Four Sigils. Four puzzles. Four prizes.

Djinn, ifrit and ghuls

“Ah… the djinn… a long and curious history,” said Gabriel. “Like angels and humans they have intelligence, but they also have free will. Unlike the angels. The Qu’ran says they are made of smokeless fire so, although they are elusive, they are physical and can interact with our dimension. They can be good, evil or neutral. Most stories focus on those tricky characters who baton on to energy created by misguided humans, bent on mischief-making.” – Extract, Sigil I: The Book of Raziel. Gabriel is an astrologer Beth meets in Glastonbury.

The cranky stolen Volvo was belching smoke. Noah was not aware that one particularly ferocious ghul was hitching a hot ride on the exhaust pipe. – Extract, Sigil I: The Book of Raziel. Noah is the assumed name of Petter Eriksen.

Throughout The Angel of Secrets, you will notice allusions to these tricksy, invisible characters. The djinn, ifrit and ghuls accumulate their power from the negative emotions of humans when they are seething with anger, resentment or ideological fervour. These energetic entities do not have agency of their own, but encourage extreme tension and anxiety, which in turn provokes human reactions, thus leading to negative, sometimes catastrophic outcomes. In The Angel of Secrets, the human characters are not aware that their own malevolence is energetic food for these greedy creatures.

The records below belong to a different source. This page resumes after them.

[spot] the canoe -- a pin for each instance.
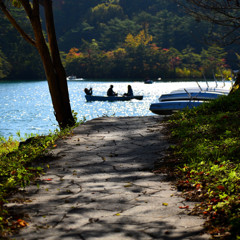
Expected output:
(112, 98)
(166, 108)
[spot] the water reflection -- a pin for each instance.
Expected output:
(26, 106)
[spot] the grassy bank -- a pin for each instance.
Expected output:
(20, 164)
(207, 156)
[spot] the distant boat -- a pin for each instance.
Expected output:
(166, 108)
(91, 98)
(74, 78)
(148, 81)
(195, 95)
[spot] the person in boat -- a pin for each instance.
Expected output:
(110, 91)
(129, 93)
(88, 91)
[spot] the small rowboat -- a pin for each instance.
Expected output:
(90, 98)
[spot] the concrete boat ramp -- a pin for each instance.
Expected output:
(100, 185)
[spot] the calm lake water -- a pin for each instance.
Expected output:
(26, 105)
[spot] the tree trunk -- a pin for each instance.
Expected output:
(236, 86)
(54, 70)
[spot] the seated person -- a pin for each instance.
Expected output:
(110, 91)
(88, 91)
(129, 93)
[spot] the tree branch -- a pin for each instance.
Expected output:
(15, 24)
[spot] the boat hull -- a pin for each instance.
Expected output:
(166, 108)
(112, 98)
(203, 96)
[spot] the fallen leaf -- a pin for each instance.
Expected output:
(184, 207)
(47, 179)
(128, 185)
(22, 223)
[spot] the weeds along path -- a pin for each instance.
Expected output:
(100, 185)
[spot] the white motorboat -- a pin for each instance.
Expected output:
(168, 107)
(191, 95)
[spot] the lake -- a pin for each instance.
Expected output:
(26, 105)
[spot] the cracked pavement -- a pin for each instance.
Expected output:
(100, 185)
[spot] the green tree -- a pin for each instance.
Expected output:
(48, 51)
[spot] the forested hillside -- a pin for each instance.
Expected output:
(119, 38)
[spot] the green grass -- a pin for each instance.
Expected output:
(19, 165)
(208, 151)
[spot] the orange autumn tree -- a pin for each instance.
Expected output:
(48, 51)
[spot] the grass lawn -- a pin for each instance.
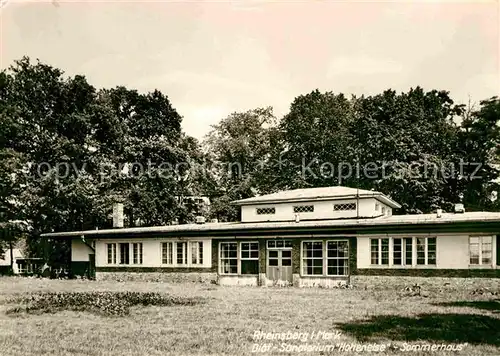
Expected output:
(225, 323)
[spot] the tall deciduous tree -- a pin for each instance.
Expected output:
(240, 148)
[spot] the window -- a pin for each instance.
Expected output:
(312, 257)
(402, 251)
(249, 258)
(426, 250)
(266, 211)
(480, 250)
(303, 209)
(111, 253)
(167, 252)
(197, 252)
(379, 249)
(279, 244)
(137, 253)
(345, 206)
(338, 258)
(229, 258)
(181, 253)
(124, 254)
(21, 267)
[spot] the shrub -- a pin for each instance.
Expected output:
(103, 303)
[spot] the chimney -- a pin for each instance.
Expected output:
(459, 209)
(118, 215)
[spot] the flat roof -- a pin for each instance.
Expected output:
(401, 220)
(317, 194)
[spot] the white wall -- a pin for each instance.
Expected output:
(452, 251)
(322, 210)
(152, 252)
(80, 251)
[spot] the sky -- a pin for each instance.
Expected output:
(214, 58)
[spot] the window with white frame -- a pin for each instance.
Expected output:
(228, 258)
(21, 268)
(137, 253)
(379, 250)
(312, 258)
(402, 251)
(480, 250)
(111, 248)
(303, 209)
(337, 258)
(196, 252)
(181, 253)
(124, 253)
(426, 250)
(344, 206)
(167, 253)
(265, 211)
(249, 252)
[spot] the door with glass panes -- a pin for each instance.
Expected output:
(279, 260)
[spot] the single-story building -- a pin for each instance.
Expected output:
(304, 237)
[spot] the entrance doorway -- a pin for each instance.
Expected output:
(279, 261)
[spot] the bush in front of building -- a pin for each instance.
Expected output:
(101, 303)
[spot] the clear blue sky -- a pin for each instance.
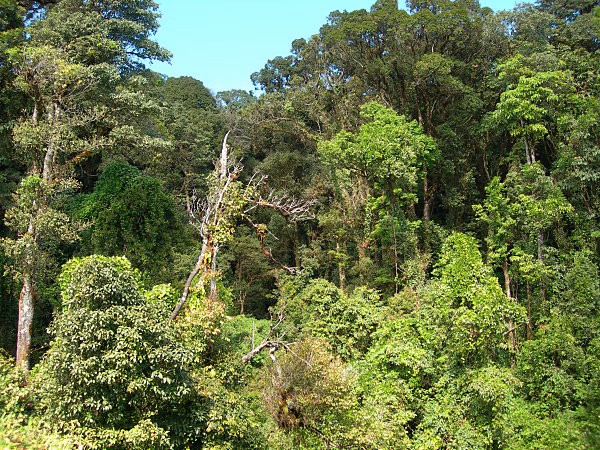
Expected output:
(221, 42)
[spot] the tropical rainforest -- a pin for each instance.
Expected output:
(392, 243)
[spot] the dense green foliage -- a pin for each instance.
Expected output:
(408, 258)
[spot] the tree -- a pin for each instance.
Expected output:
(68, 81)
(115, 364)
(131, 215)
(376, 171)
(40, 228)
(214, 217)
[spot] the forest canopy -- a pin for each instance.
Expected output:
(393, 243)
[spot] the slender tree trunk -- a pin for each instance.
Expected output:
(200, 265)
(50, 156)
(341, 265)
(511, 327)
(529, 319)
(26, 303)
(213, 276)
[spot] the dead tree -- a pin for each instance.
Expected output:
(227, 201)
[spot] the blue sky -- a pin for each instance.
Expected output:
(221, 42)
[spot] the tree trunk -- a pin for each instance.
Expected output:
(511, 329)
(26, 301)
(341, 265)
(188, 284)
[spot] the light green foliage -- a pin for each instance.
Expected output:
(308, 393)
(115, 363)
(388, 147)
(346, 322)
(470, 302)
(552, 368)
(318, 308)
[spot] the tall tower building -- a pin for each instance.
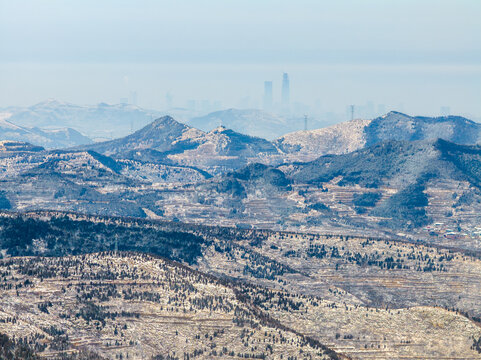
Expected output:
(285, 92)
(268, 95)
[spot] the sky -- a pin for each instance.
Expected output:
(412, 56)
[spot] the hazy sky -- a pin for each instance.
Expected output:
(422, 54)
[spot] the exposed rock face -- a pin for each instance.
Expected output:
(169, 142)
(353, 135)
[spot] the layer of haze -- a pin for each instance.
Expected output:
(415, 56)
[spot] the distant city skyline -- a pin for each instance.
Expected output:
(336, 54)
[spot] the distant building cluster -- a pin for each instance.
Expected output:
(269, 105)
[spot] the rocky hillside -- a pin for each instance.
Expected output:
(366, 298)
(170, 142)
(248, 121)
(353, 135)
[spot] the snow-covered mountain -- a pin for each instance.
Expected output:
(167, 141)
(248, 121)
(353, 135)
(51, 138)
(96, 121)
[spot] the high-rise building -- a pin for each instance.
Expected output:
(445, 110)
(133, 97)
(285, 92)
(268, 95)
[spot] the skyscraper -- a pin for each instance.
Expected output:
(285, 92)
(268, 95)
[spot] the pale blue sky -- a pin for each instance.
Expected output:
(424, 54)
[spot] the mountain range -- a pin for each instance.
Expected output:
(99, 121)
(49, 138)
(167, 141)
(393, 174)
(353, 135)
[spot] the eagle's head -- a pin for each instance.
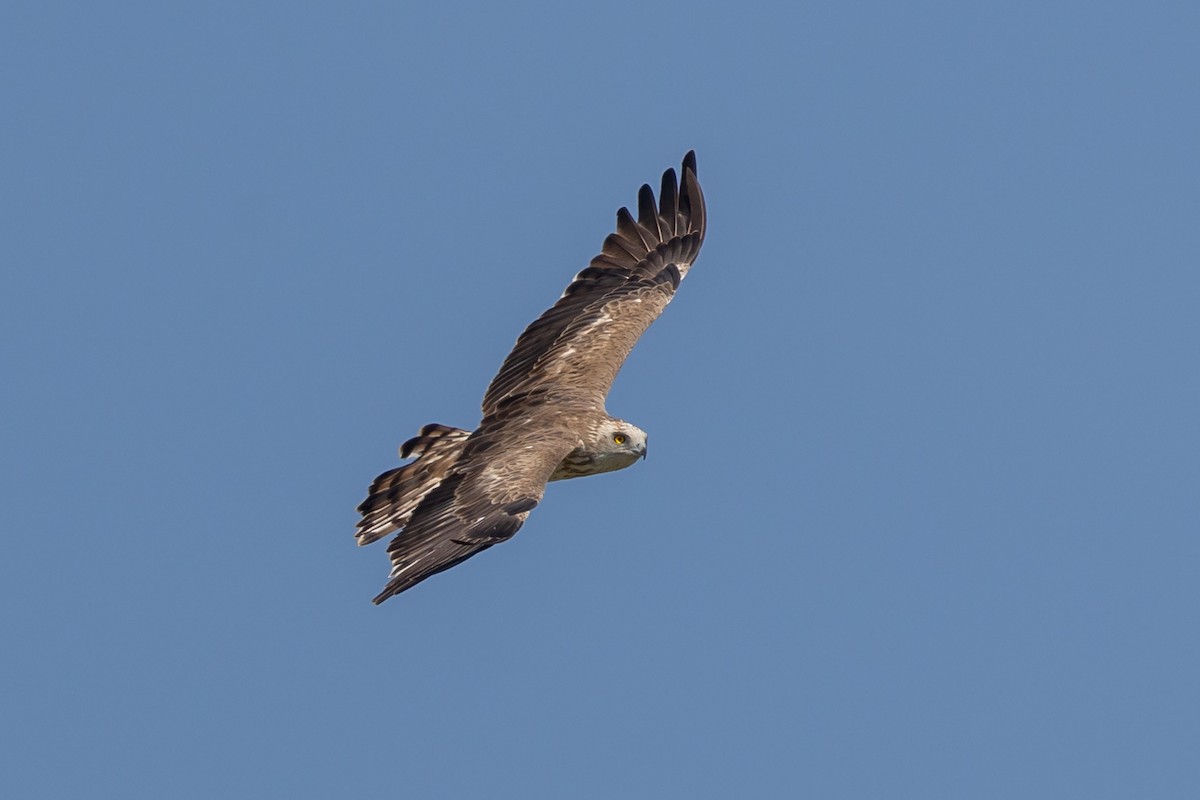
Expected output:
(613, 444)
(618, 443)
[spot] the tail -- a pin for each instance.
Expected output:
(395, 494)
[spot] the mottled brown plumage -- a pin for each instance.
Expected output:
(544, 414)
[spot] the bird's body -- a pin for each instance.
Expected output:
(544, 413)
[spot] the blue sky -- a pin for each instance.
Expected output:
(921, 515)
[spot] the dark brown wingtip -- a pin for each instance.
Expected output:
(691, 198)
(669, 203)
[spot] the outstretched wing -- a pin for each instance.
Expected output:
(582, 340)
(497, 481)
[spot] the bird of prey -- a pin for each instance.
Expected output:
(544, 413)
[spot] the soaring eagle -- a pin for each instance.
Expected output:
(544, 413)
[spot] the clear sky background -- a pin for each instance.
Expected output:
(922, 511)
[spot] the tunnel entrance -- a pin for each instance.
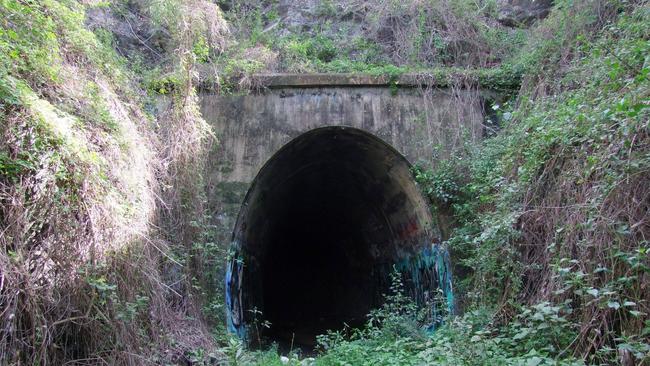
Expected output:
(321, 226)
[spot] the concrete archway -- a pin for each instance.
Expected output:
(321, 226)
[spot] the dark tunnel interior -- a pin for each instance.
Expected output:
(323, 216)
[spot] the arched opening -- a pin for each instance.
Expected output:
(322, 224)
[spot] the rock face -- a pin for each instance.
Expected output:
(514, 13)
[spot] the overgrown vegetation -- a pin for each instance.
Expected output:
(87, 189)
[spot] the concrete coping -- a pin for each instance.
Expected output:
(353, 80)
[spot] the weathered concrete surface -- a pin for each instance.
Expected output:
(251, 128)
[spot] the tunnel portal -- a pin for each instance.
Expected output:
(319, 230)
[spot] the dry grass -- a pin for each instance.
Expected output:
(88, 275)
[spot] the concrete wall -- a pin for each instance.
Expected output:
(251, 128)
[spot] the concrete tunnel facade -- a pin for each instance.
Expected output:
(324, 222)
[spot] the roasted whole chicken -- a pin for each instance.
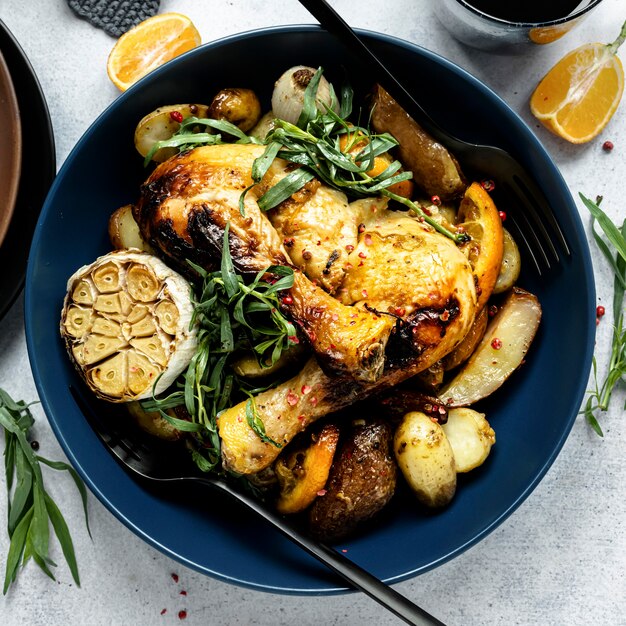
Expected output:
(380, 295)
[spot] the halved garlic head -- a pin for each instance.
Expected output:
(126, 324)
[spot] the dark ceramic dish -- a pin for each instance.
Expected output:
(38, 159)
(532, 415)
(10, 148)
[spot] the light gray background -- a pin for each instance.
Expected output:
(559, 559)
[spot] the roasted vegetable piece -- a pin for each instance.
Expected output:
(303, 472)
(434, 169)
(470, 436)
(124, 232)
(240, 107)
(511, 264)
(465, 349)
(126, 325)
(288, 94)
(425, 457)
(161, 124)
(362, 481)
(499, 354)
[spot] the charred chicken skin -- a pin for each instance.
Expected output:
(183, 211)
(380, 295)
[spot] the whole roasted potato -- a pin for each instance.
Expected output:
(240, 107)
(470, 436)
(425, 458)
(362, 481)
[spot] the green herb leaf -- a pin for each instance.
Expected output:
(29, 510)
(614, 250)
(16, 549)
(284, 188)
(229, 276)
(256, 423)
(63, 535)
(22, 496)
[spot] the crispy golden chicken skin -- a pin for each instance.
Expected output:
(183, 211)
(400, 266)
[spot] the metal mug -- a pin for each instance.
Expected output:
(476, 28)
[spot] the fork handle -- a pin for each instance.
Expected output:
(331, 21)
(356, 576)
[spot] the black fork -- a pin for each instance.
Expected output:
(534, 222)
(152, 460)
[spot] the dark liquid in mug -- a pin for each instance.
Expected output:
(534, 11)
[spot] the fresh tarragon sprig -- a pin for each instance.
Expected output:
(233, 316)
(615, 253)
(314, 145)
(31, 509)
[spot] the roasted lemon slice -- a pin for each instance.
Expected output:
(479, 218)
(126, 324)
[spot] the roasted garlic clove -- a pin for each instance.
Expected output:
(126, 324)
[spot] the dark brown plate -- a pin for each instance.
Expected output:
(10, 148)
(38, 159)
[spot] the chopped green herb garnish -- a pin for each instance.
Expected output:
(234, 316)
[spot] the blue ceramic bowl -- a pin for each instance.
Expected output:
(532, 415)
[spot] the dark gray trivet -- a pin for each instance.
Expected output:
(115, 17)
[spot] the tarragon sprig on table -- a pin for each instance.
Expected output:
(31, 509)
(615, 253)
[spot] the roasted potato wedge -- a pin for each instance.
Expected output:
(124, 231)
(434, 169)
(500, 352)
(425, 458)
(240, 107)
(362, 481)
(303, 472)
(465, 349)
(161, 124)
(511, 264)
(470, 436)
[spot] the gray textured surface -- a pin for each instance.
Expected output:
(559, 559)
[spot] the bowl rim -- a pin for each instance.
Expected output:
(46, 401)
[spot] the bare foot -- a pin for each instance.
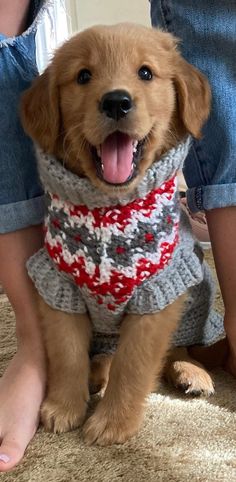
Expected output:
(21, 393)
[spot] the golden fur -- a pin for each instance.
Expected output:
(63, 118)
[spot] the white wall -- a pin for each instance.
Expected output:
(85, 13)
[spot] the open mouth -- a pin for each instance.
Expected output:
(117, 158)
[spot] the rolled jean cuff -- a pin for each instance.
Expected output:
(204, 198)
(22, 214)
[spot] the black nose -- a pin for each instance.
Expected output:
(116, 104)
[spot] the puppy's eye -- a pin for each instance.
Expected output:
(84, 76)
(145, 73)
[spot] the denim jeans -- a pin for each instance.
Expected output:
(21, 194)
(207, 29)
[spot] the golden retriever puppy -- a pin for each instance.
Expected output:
(110, 116)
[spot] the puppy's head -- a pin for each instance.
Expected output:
(113, 100)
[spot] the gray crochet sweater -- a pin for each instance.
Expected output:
(129, 254)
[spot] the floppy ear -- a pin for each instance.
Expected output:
(40, 113)
(193, 96)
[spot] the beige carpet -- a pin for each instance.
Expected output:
(181, 440)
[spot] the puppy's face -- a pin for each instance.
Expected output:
(113, 100)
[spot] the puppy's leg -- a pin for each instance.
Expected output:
(187, 374)
(99, 373)
(144, 341)
(67, 338)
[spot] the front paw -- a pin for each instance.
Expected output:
(107, 427)
(60, 415)
(191, 378)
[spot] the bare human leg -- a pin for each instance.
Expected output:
(22, 385)
(222, 229)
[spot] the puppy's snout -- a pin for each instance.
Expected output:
(116, 104)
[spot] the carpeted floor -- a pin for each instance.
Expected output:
(181, 440)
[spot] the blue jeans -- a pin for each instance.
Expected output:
(208, 33)
(21, 194)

Ifrit and ghuls are classes of jinni found in Arabic mythology – plural jinn or djinn. The jinn are supernatural spirits below the level of angels and devils. Ghuls are treacherous spirits who can change shape. Ifrit are diabolic and evil. The Quran mentions djinn and ifrit, and Iblis, who falls from God’s grace because of his hubris, is usually described as a djinni by modern scholars, unlike Lucifer in Milton’s Paradise Lost, who was originally an angel.